Abstract

Georg Forster (1754–94) was an internationally renowned fellow traveler with Captain Cook, a linguist, ethnographer, and savant. He was the most eminent of the German intellectuals to commit himself unreservedly to the French Revolution, championing the Mainz Republic of 1792–93 and dying (of illness) at the Terror’s height in Paris. Here, in a text exemplifying the nationalist enthusiasm generated by the Revolution, he extolls the peaceable national unity that he observed in its early phase.

Georg Forster, “Observations on [France’s] New Communal Spirit” (1793)

  • Georg Forster

Source

Observations on the New Communal Spirit

Nowhere was there a better opportunity to engage in these observations than on the Field of Mars in Paris, in July 1790. Here, where the Franks, a free Germanic League, gathered every year to order their kings to [execute] the will of the sovereign people, they now celebrate the first federal festival of their reclaimed liberty. Complete equality had just been reestablished among the citizens through the dismantling of all hereditary differences. Each person mattered only through individual merit, and that was decided by the vote of the people. From the despised huts of the peasants and craftsmen there now emerged, in the splendor of their peculiar qualities of mind, the fatherland’s pillars like new stars, and many a haughty resident of a palace sank, exposed in his personal insignificance, into the dust, unrecognized; for the memory of great ancestors had fallen from his head like a borrowed ornament, and the mendacious luster of foreign virtues had become extinguished. A storm of enthusiasm lifted the entire nation to the heights of self-awareness. To be a man was the lovely pride of 25 million, the first and last goal of their liberation. The Oath of Fraternal Loyalty had been sworn on July 14 on the same hour by all inhabitants of a realm that occupies a space of 10,000 square miles on our globe; on a single day and in a single hour, the solemn affirmations of mutual love and loyalty rose harmoniously to the heavens in 1,900 cities and 100,000 villages. Five hundred thousand people were sitting just on the Field of Mars, refashioned into an amphitheater; residents of the capital and delegates from all the provinces, who appeared here as representatives of their fellow citizens to help celebrate the federative festival; all rose simultaneously from their seats, all raised their arms into the air; from men, women, children resounded the thundering cry: “I swear!” Overcome by this mighty feeling, which reverberated in the tendons of the strongest, these fraternal people embraced each other with no regard for status, age, and sex, and repeated their oath to their unknown neighbor; the national guard threw down their arms and kissed, and suddenly there resounded from all sides, arousing and uplifting: “Long live the nation!”

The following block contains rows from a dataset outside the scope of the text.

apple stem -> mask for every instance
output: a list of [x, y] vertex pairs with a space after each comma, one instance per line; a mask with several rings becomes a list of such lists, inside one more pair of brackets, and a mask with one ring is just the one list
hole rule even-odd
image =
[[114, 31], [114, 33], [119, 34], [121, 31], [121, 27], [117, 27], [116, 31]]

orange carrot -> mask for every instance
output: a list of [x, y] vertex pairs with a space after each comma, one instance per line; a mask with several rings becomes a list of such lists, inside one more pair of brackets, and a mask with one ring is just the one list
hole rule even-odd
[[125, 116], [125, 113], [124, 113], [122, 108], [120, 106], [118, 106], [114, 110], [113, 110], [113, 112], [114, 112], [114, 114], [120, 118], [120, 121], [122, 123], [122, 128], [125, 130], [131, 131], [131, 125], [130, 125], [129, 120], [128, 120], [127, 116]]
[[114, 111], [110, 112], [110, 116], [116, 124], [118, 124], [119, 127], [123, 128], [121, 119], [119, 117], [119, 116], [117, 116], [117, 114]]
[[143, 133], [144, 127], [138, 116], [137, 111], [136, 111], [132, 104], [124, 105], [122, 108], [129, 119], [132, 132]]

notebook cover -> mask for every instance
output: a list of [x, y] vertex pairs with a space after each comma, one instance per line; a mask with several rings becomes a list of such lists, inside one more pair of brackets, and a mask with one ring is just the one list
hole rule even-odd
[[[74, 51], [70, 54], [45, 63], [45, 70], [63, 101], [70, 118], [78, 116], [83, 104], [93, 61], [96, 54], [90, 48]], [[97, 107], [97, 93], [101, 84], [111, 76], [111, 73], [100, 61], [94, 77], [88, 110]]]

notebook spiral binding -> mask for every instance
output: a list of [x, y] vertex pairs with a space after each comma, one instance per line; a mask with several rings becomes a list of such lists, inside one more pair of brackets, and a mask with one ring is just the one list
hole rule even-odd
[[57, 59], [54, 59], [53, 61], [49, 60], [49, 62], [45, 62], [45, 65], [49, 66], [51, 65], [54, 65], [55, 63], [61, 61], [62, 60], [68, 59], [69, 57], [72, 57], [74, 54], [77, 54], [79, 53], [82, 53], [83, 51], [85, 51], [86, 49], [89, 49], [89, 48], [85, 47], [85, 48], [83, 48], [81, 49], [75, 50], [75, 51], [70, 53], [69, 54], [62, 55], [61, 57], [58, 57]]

Only free nations, says the eyewitness we are following here, know this feeling, for only free nations have a fatherland.

I saw the preparations for this festival, which remains unparalleled in the annals of mankind. The greatest amphitheater in the world, compared to which the famous Roman ones were mere child’s play, was created in a few days by the omnipotence of the popular will. The suspect indolence of 15,000 paid workers was made good by the enthusiasm of 100,000 volunteers. In the intoxication of liberty they worked with a zeal, with a profligacy of energy that one can scarcely believe, even if one has seen it in person. The alternation of the working groups was endless, and the order that prevailed everywhere was impossible to conceive, if one failed to bring the enthusiasm of the moment into the equation. No guards were posted here, the imperious voice of the overseer, let alone his rod, was unknown; the bees and ants, too, build without tyrants and satellites, and yet they complete the construction of their small republic in harmony. The justice of the people sanctifies the property of everyone and protects the rights of everyone. Clothing and watches that had been taken off during the work remained the entire day untouched where they lay. With drums and martial music, shouldering the shovels, the enthusiastic crowds marched arm in arm to their day’s work, accompanied by songs of liberty, and they left the field later than the sun. Old and young, men and women, dukes and day laborers, rentiers and shoe-cleaners, bishops and actors, court ladies and fishwives, nuns and priestesses of Venus, chimney sweeps and fops, invalids and school boys, monks and scholars, peasants from the surrounding villages, artists and artisans under their banner, all came arm in arm in a motley procession and set to work stoutly and boldly. A thousand touching expressions of the feelings that had been stirred up everywhere glorified this busy scene; a thousand good-natured jokes, a thousand proofs of Gallic cheerfulness, a thousand examples of noble-mindedness, generosity, and selflessness by the common people appeased the humbled pride of the nobility.

Source: Georg Forster, “Bemerkungen über den neuen Gemeingeist”, from Erinnerungen aus dem Jahre 1790 (1793), in Sämtliche Werke, edited by G. G. Leipzig: Brockhaus, 1843, vol. VI, pp. 181–83; Reprinted in Jost Hermand, ed., Von deutscher Republik 1775-1795. Texte radikaler Demokraten. Frankfurt am Main: Insel Verlag, 1968, pp. 112–15.